Fans of the Grand Ole Opry were super excited to learn in late October of last year that the venerable country music institution would finally be returning to television through the newly-launched Circle Network. Debuting on January 1st, 2020, the network features numerous original programs on over-the-air stations distributed by Gray Television, which continues to expand the markets it’s available in, including just adding Nashville.
The soft launch of the station has seen many infomercials and reruns of F-Troop to fill time for when the network is ready to release it’s full slate of shows this spring, but starting on February 26th, the Grand Ole Opry will finally return to television in 60-minute segments culled from the previous week’s Opry performances. These shows will be the flagship programming for the new network owned by the Opry Entertainment Group. “The Circle” is named for the circle of stage at the Opry House in Nashville that was originally taken from the first home of the Opry, The Ryman Auditorium.
But some, if not many fans of the Opry were disappointed to learn Tuesday morning (2-11) that the host of the new Grand Ole Opry television show will be the somewhat controversial and pop-leaning syndicated radio DJ Bobby Bones. Not only will Bobby Bones host the show, he’s also been named as the show’s Executive Producer. In other words, the long-awaited and highly-anticipated return of the Grand Ole Opry to television will be primarily the property of a guy who moved from pop to country, and has commonly mocked both traditional country fans, and at times, the artists themselves.

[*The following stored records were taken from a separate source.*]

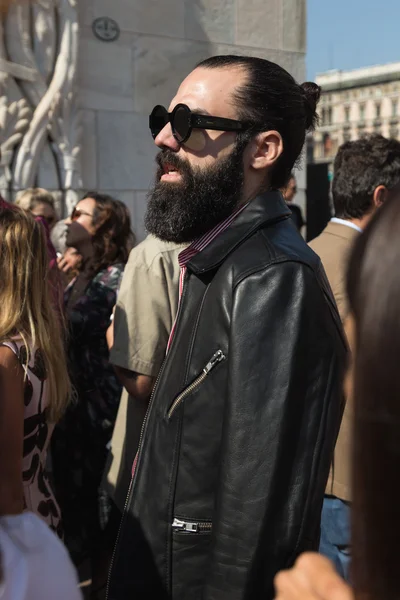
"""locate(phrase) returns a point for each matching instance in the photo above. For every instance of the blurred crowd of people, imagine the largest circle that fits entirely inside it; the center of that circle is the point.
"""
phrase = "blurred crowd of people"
(200, 414)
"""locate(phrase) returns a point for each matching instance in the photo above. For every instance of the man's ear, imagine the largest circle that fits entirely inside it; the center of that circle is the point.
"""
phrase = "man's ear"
(265, 149)
(380, 196)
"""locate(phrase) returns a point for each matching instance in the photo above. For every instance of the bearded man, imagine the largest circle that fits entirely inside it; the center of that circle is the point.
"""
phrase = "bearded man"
(230, 476)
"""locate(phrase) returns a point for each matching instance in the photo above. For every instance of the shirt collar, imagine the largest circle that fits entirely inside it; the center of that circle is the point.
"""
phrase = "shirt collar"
(203, 241)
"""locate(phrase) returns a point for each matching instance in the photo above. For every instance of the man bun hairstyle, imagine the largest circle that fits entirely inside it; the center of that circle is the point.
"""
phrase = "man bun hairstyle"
(270, 99)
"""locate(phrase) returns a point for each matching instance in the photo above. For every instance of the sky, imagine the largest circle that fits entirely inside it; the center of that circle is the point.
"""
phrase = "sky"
(347, 34)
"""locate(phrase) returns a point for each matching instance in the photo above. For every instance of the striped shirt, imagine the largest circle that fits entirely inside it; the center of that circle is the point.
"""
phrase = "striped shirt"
(184, 257)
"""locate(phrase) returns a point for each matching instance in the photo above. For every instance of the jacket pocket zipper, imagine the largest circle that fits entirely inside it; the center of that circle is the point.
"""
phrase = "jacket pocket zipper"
(214, 361)
(192, 527)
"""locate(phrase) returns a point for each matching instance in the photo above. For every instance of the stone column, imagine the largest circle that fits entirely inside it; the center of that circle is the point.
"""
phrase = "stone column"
(160, 42)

“He has a really great appreciation for the Opry’s traditions,” says Dan Rogers, VP/executive producer of the Grand Ole Opry. “But there’s no question that he is very much in tune with the country music of today and has certainly brought in new fans to the fold.”

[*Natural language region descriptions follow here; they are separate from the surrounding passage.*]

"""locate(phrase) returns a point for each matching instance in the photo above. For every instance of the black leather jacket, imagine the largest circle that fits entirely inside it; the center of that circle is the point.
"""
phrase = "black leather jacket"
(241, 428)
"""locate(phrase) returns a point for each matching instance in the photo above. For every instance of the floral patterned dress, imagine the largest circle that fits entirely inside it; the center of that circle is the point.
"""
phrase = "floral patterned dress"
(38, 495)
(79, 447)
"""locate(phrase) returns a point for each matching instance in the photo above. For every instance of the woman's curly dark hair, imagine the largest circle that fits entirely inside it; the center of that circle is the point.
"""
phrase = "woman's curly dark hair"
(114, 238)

First, Bobby Bones has no such appreciation for traditions, Opry or otherwise in country music. He’s arguably the biggest non-performer over the last seven years who’s aided in the erosion of these traditions from his massive syndicated perch he enjoys at The Bobby Bones Show. However, Bones is “very much in tune with the country music of today,” and that is the calculus the Opry and the Circle Network are using to hopefully draw a younger crowd to the show, and to the Circle Network in general.
But this is a shortsighted move by the Circle Network. The demographic for these new Grand Ole Opry episodes is going to be much older, and more established. Millennials don’t even watch television, let alone will be willing to stop down for a 60-minute show, and the ones that do will not be in the wheelhouse of Bobby Bones. Having current on-air Grand Ole Opry presenters such as Eddie Stubbs or Bill Cody host the segments makes significantly more sense, and they are just as savvy speaking about the young artists as they are the old ones, because they do it every week. Or, they could have someone like Marty Stuart, or even Elizabeth Cook who will have a fishing show on the new network host the new Opry show.
Naming Bobby Bones Executive Producer is really where the worry is. Older artists who are the beloved heart of the Opry may not receive their fair share of face time in the condensed segments.
All that said, Bobby Bones has improved over the years since he first arrived in Nashville, and was a part of all kinds of hijinks, including buying billboards bullying himself to create sympathy, and getting into feuds with Aaron Watson and Kacey Musgraves. Even Florida Georgia Line doesn’t like the guy.
Bobby Bones has settled in to the position as the most powerful personality in country media somewhat, and become a lot more tolerable to country music’s more traditional audience, or at least avoidable. Hopefully he will have respect for the Opry and its older artists as he promises, and he does deserve an initial shot, no matter how bad this move looks on paper.
But if Bobby Bones uses his position on the Circle Network’s new flagship show to push a pop country agenda, it will not only be a disappointment to many Opry fans, it will be bad for business. The Circle Network needs to understand who will care enough to tune in weekly for these Opry shows, and generally speaking, those people aren’t fans of Bobby Bones.